Verwaltungsgericht Berlin weist Klage von 1953 getaufter Frau zurück

Ein als Kleinkind getaufter Erwachsener, der nicht aus der Kirche austritt, muss auch Kirchensteuer zahlen. Das entschied das Verwaltungsgericht Berlin in einem am Donnerstagabend veröffentlichten Urteil zur Klage einer Frau, der trotz ihrer Taufe im Jahr 1953 ihre Kirchenmitgliedschaft nach eigenen Angaben nicht bewusst war. Ihre Eltern traten zwar 1956 und 1958 aus der Kirche aus, doch die Klägerin wurde wegen ihrer Taufe zur Kirchensteuer herangezogen. (Az. VG 27 K 292.15)

Die Frau gab laut Gericht im Jahr 2011 in einem Fragebogen der Kirchensteuerstelle an, nicht getauft zu sein. Als die Verwaltungsstelle aber auf Anfrage bei der Kirchengemeinde von der Taufe erfuhr, sollte sie für die Jahre 2012 und 2013 Kirchensteuer zahlen. Dagegen zog die Frau vor Gericht.

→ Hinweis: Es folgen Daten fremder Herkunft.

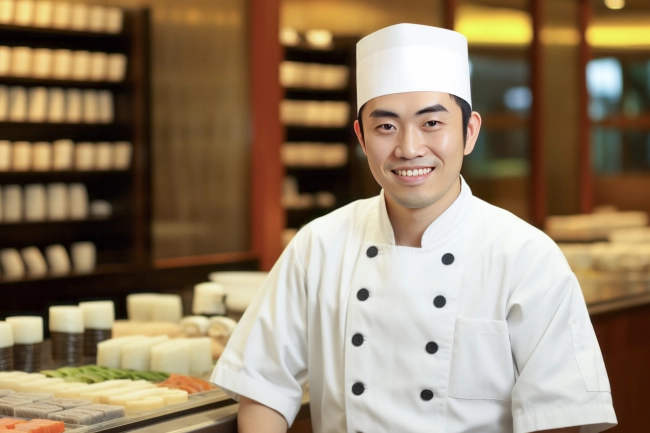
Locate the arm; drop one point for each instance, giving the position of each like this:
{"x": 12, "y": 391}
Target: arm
{"x": 255, "y": 417}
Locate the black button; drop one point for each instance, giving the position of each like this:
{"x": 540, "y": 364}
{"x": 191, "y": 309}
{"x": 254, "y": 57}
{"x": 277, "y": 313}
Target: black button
{"x": 448, "y": 259}
{"x": 431, "y": 347}
{"x": 372, "y": 252}
{"x": 363, "y": 294}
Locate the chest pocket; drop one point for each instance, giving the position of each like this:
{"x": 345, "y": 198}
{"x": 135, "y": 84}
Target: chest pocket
{"x": 482, "y": 366}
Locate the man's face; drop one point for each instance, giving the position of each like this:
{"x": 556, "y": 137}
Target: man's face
{"x": 414, "y": 144}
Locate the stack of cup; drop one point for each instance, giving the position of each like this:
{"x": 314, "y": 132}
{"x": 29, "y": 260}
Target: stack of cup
{"x": 28, "y": 340}
{"x": 67, "y": 335}
{"x": 98, "y": 322}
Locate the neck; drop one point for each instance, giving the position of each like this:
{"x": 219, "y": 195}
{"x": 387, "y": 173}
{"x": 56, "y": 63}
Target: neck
{"x": 410, "y": 224}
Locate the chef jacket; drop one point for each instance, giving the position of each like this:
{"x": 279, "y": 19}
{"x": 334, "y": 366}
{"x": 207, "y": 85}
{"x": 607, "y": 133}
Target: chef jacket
{"x": 484, "y": 329}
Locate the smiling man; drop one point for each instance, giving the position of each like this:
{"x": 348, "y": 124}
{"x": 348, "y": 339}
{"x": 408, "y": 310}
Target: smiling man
{"x": 424, "y": 309}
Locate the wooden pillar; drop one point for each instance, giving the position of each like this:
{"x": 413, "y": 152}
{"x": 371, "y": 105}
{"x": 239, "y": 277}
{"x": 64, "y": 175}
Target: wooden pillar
{"x": 268, "y": 218}
{"x": 584, "y": 145}
{"x": 537, "y": 160}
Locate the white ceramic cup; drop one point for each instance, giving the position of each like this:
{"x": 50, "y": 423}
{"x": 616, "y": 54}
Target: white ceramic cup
{"x": 57, "y": 259}
{"x": 61, "y": 15}
{"x": 78, "y": 198}
{"x": 12, "y": 264}
{"x": 73, "y": 106}
{"x": 104, "y": 156}
{"x": 61, "y": 64}
{"x": 43, "y": 13}
{"x": 84, "y": 257}
{"x": 116, "y": 67}
{"x": 63, "y": 155}
{"x": 84, "y": 156}
{"x": 13, "y": 203}
{"x": 37, "y": 104}
{"x": 21, "y": 61}
{"x": 98, "y": 66}
{"x": 42, "y": 59}
{"x": 91, "y": 106}
{"x": 41, "y": 156}
{"x": 122, "y": 155}
{"x": 21, "y": 156}
{"x": 56, "y": 105}
{"x": 79, "y": 16}
{"x": 7, "y": 11}
{"x": 80, "y": 65}
{"x": 57, "y": 201}
{"x": 35, "y": 203}
{"x": 33, "y": 258}
{"x": 5, "y": 60}
{"x": 24, "y": 12}
{"x": 5, "y": 155}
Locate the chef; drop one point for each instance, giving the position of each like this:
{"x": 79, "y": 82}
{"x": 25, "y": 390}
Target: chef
{"x": 424, "y": 309}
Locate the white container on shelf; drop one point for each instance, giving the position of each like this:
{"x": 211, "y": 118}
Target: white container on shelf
{"x": 13, "y": 203}
{"x": 116, "y": 67}
{"x": 7, "y": 11}
{"x": 61, "y": 15}
{"x": 5, "y": 155}
{"x": 5, "y": 60}
{"x": 63, "y": 155}
{"x": 56, "y": 109}
{"x": 42, "y": 59}
{"x": 57, "y": 202}
{"x": 12, "y": 264}
{"x": 21, "y": 156}
{"x": 84, "y": 157}
{"x": 35, "y": 202}
{"x": 79, "y": 16}
{"x": 114, "y": 20}
{"x": 98, "y": 66}
{"x": 61, "y": 64}
{"x": 84, "y": 257}
{"x": 73, "y": 106}
{"x": 41, "y": 156}
{"x": 24, "y": 13}
{"x": 57, "y": 259}
{"x": 80, "y": 65}
{"x": 43, "y": 13}
{"x": 104, "y": 153}
{"x": 36, "y": 265}
{"x": 122, "y": 153}
{"x": 78, "y": 198}
{"x": 37, "y": 105}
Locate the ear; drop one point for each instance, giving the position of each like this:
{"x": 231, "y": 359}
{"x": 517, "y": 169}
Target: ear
{"x": 473, "y": 128}
{"x": 357, "y": 130}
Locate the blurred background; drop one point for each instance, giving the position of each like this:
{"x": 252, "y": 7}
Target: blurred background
{"x": 140, "y": 153}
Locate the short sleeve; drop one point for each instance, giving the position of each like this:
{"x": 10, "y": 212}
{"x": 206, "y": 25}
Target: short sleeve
{"x": 561, "y": 380}
{"x": 266, "y": 357}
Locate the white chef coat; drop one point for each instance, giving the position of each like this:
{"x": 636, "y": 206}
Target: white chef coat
{"x": 483, "y": 329}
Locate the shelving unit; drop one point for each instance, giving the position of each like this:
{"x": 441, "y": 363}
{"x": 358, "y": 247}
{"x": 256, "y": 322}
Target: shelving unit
{"x": 123, "y": 240}
{"x": 338, "y": 180}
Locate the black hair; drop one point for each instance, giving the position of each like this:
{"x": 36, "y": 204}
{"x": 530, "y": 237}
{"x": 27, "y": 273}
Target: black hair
{"x": 464, "y": 107}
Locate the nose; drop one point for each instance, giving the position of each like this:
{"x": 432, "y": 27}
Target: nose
{"x": 411, "y": 144}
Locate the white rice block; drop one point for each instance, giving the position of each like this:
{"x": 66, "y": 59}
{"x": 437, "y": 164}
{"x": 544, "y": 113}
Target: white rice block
{"x": 137, "y": 354}
{"x": 120, "y": 400}
{"x": 109, "y": 352}
{"x": 200, "y": 355}
{"x": 171, "y": 357}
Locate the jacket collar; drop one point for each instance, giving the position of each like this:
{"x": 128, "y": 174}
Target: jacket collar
{"x": 438, "y": 232}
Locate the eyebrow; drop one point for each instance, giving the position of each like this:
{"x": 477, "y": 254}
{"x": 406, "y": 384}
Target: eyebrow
{"x": 430, "y": 109}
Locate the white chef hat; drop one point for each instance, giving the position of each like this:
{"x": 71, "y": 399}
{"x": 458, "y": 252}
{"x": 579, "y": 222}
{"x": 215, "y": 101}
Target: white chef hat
{"x": 412, "y": 58}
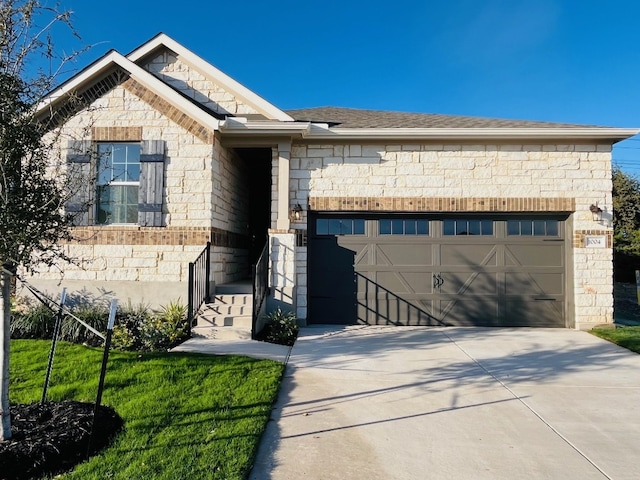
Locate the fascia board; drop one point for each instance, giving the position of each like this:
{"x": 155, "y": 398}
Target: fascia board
{"x": 237, "y": 126}
{"x": 139, "y": 74}
{"x": 587, "y": 133}
{"x": 212, "y": 72}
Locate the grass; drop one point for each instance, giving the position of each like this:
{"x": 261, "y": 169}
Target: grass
{"x": 186, "y": 415}
{"x": 627, "y": 337}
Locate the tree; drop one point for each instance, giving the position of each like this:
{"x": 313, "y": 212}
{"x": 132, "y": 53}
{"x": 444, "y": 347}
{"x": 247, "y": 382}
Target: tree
{"x": 32, "y": 195}
{"x": 626, "y": 213}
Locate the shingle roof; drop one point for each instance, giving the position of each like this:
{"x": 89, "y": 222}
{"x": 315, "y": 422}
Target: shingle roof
{"x": 338, "y": 117}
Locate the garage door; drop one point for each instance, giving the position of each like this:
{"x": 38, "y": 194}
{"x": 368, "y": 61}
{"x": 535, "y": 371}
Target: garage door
{"x": 413, "y": 270}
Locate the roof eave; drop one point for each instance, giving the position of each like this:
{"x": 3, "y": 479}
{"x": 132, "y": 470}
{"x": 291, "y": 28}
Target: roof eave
{"x": 238, "y": 127}
{"x": 555, "y": 134}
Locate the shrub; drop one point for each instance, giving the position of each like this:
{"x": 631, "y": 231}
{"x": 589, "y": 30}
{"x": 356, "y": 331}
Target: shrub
{"x": 129, "y": 319}
{"x": 96, "y": 316}
{"x": 166, "y": 329}
{"x": 34, "y": 321}
{"x": 137, "y": 327}
{"x": 281, "y": 328}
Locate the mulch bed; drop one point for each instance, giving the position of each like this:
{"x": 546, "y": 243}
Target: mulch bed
{"x": 52, "y": 438}
{"x": 625, "y": 298}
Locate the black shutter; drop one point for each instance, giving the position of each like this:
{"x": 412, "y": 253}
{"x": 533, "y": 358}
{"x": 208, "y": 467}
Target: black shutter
{"x": 151, "y": 183}
{"x": 81, "y": 181}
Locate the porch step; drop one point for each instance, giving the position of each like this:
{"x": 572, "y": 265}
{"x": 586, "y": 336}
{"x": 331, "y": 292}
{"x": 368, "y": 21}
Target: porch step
{"x": 209, "y": 320}
{"x": 228, "y": 314}
{"x": 221, "y": 333}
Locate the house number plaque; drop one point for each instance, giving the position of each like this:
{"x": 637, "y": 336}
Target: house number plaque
{"x": 595, "y": 241}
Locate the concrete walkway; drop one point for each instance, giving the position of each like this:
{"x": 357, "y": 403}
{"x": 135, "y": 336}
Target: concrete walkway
{"x": 454, "y": 403}
{"x": 248, "y": 348}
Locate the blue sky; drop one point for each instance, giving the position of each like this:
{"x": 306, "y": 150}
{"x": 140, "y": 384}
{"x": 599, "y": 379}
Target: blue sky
{"x": 574, "y": 61}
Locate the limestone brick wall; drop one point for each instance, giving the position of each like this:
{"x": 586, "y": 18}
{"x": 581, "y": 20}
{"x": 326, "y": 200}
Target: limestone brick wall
{"x": 581, "y": 173}
{"x": 189, "y": 160}
{"x": 205, "y": 188}
{"x": 196, "y": 85}
{"x": 282, "y": 273}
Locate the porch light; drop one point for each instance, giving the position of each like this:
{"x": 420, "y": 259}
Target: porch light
{"x": 296, "y": 213}
{"x": 596, "y": 212}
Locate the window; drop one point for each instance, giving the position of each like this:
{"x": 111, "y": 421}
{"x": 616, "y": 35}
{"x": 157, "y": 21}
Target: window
{"x": 400, "y": 226}
{"x": 339, "y": 226}
{"x": 533, "y": 227}
{"x": 118, "y": 182}
{"x": 482, "y": 227}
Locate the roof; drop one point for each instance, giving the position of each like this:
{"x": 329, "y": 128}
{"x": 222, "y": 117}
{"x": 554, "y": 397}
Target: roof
{"x": 338, "y": 117}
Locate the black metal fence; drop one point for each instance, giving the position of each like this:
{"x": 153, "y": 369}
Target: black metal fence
{"x": 260, "y": 281}
{"x": 199, "y": 285}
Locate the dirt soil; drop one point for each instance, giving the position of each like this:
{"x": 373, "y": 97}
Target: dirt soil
{"x": 52, "y": 438}
{"x": 625, "y": 304}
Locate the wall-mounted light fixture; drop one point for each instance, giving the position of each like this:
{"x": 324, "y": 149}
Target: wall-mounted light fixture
{"x": 295, "y": 214}
{"x": 596, "y": 212}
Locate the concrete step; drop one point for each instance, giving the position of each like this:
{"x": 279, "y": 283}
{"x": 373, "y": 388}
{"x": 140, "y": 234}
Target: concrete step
{"x": 236, "y": 287}
{"x": 242, "y": 321}
{"x": 226, "y": 309}
{"x": 232, "y": 299}
{"x": 221, "y": 333}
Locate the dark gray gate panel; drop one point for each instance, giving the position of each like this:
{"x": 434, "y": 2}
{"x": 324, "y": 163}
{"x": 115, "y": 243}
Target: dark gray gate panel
{"x": 331, "y": 285}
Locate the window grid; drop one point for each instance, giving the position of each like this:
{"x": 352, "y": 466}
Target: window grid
{"x": 118, "y": 181}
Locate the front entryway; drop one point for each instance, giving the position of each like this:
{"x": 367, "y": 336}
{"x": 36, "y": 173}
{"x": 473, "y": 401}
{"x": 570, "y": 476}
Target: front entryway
{"x": 427, "y": 270}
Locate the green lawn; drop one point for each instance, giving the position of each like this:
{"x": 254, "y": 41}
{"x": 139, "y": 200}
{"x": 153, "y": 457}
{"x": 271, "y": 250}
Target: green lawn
{"x": 186, "y": 415}
{"x": 627, "y": 337}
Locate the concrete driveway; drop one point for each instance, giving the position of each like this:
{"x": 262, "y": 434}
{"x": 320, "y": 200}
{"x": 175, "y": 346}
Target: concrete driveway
{"x": 454, "y": 403}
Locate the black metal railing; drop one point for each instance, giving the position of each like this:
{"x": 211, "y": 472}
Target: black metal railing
{"x": 199, "y": 284}
{"x": 260, "y": 282}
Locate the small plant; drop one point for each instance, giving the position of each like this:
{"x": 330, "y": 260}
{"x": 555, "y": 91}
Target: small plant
{"x": 137, "y": 327}
{"x": 166, "y": 329}
{"x": 32, "y": 322}
{"x": 95, "y": 316}
{"x": 281, "y": 327}
{"x": 123, "y": 338}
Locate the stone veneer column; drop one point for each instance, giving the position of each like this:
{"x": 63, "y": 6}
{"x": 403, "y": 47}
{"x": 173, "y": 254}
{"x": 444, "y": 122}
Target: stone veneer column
{"x": 282, "y": 274}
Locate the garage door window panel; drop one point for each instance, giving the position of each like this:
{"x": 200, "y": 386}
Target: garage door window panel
{"x": 398, "y": 226}
{"x": 461, "y": 226}
{"x": 340, "y": 226}
{"x": 533, "y": 227}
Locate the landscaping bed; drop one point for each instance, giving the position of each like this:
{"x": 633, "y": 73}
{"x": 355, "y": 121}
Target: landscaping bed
{"x": 52, "y": 437}
{"x": 184, "y": 415}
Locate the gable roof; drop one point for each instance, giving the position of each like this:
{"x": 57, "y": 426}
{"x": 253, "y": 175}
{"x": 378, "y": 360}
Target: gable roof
{"x": 82, "y": 82}
{"x": 338, "y": 117}
{"x": 161, "y": 41}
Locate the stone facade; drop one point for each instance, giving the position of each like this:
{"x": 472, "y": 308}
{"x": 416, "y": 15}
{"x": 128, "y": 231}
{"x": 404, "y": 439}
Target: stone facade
{"x": 207, "y": 184}
{"x": 204, "y": 200}
{"x": 474, "y": 178}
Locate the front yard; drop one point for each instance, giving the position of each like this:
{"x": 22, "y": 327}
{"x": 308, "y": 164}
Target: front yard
{"x": 185, "y": 415}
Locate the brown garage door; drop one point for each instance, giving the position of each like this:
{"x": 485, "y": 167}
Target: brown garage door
{"x": 411, "y": 270}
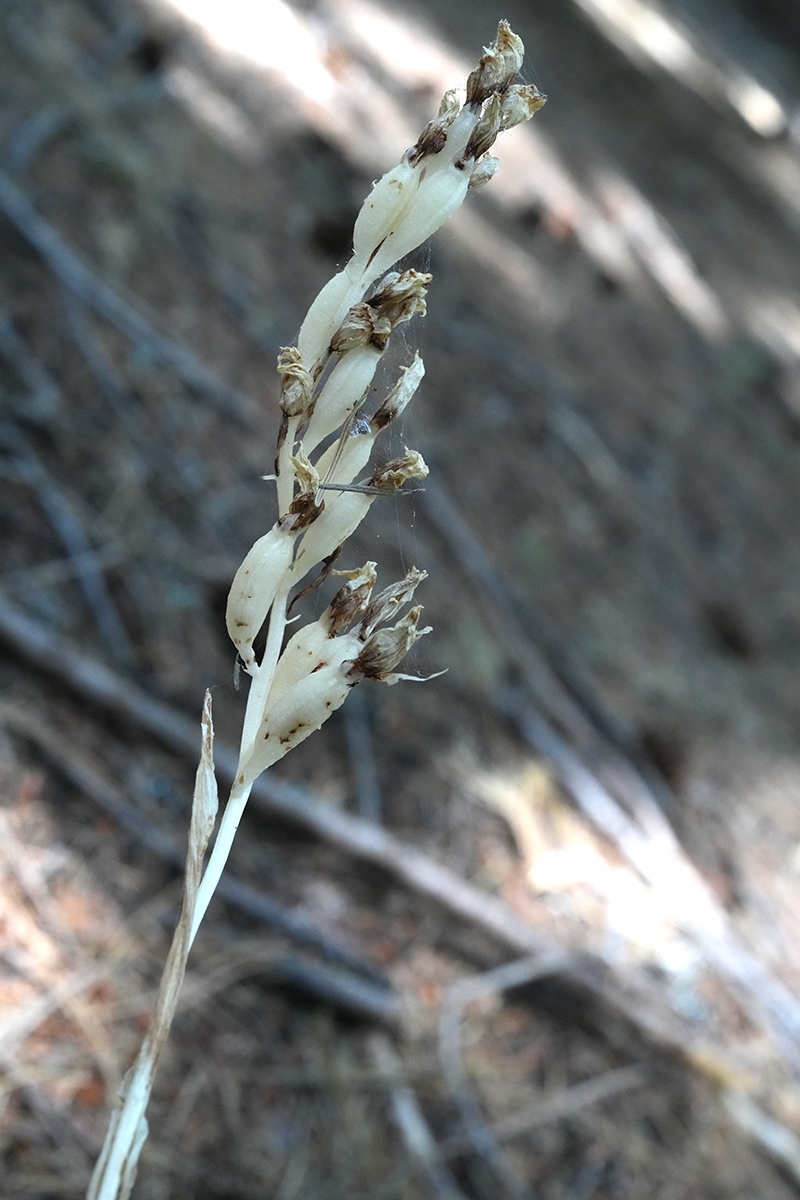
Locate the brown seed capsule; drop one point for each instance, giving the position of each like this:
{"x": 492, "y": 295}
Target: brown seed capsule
{"x": 497, "y": 69}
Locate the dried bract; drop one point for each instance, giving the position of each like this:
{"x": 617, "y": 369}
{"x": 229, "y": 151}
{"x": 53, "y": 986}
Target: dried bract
{"x": 386, "y": 648}
{"x": 500, "y": 63}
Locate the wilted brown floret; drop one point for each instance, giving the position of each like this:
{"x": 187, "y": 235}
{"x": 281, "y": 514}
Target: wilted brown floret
{"x": 497, "y": 69}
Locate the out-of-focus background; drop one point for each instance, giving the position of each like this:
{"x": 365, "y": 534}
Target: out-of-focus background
{"x": 602, "y": 791}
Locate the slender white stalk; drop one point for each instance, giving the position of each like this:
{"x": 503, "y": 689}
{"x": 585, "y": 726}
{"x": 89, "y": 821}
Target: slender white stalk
{"x": 294, "y": 694}
{"x": 228, "y": 826}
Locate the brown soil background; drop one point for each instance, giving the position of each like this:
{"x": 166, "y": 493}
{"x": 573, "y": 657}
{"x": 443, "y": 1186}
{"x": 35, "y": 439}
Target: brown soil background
{"x": 612, "y": 402}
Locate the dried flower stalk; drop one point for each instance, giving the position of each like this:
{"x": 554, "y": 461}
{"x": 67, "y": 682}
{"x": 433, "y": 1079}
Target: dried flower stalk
{"x": 323, "y": 497}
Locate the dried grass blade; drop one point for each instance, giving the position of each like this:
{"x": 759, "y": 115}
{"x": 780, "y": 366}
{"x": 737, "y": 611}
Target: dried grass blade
{"x": 116, "y": 1167}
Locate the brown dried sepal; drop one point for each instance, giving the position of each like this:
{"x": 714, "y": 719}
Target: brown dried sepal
{"x": 395, "y": 473}
{"x": 401, "y": 297}
{"x": 434, "y": 136}
{"x": 352, "y": 600}
{"x": 388, "y": 603}
{"x": 386, "y": 648}
{"x": 497, "y": 69}
{"x": 296, "y": 384}
{"x": 304, "y": 508}
{"x": 361, "y": 327}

Sie machte geltend, ihre Eltern hätten in der 50er Jahren ihren Kirchenaustritt miterklärt. Eine Kirchenmitgliedschaft sei ihr aufgrund ihrer atheistischen Erziehung auch nicht bewusst gewesen. Zudem sei die Anbindung der Kirchensteuerpflicht an die Kirchenmitgliedschaft und an die Säuglingstaufe verfassungswidrig.

Das Verwaltungsgericht wies ihre Klage ab. Es lasse sich nicht feststellen, dass sie vor dem Jahr 2014 aus der Kirche ausgetreten sei, erklärte das Gericht. Ihr Kirchenaustritt ergebe sich auch nicht aus den Austritten ihrer Eltern. Die Klägerin hätte vielmehr mit ihrer Kirchenmitgliedschaft rechnen müssen. Sie hätte austreten können, habe dies aber nicht getan, zeigten sich die Richter überzeugt.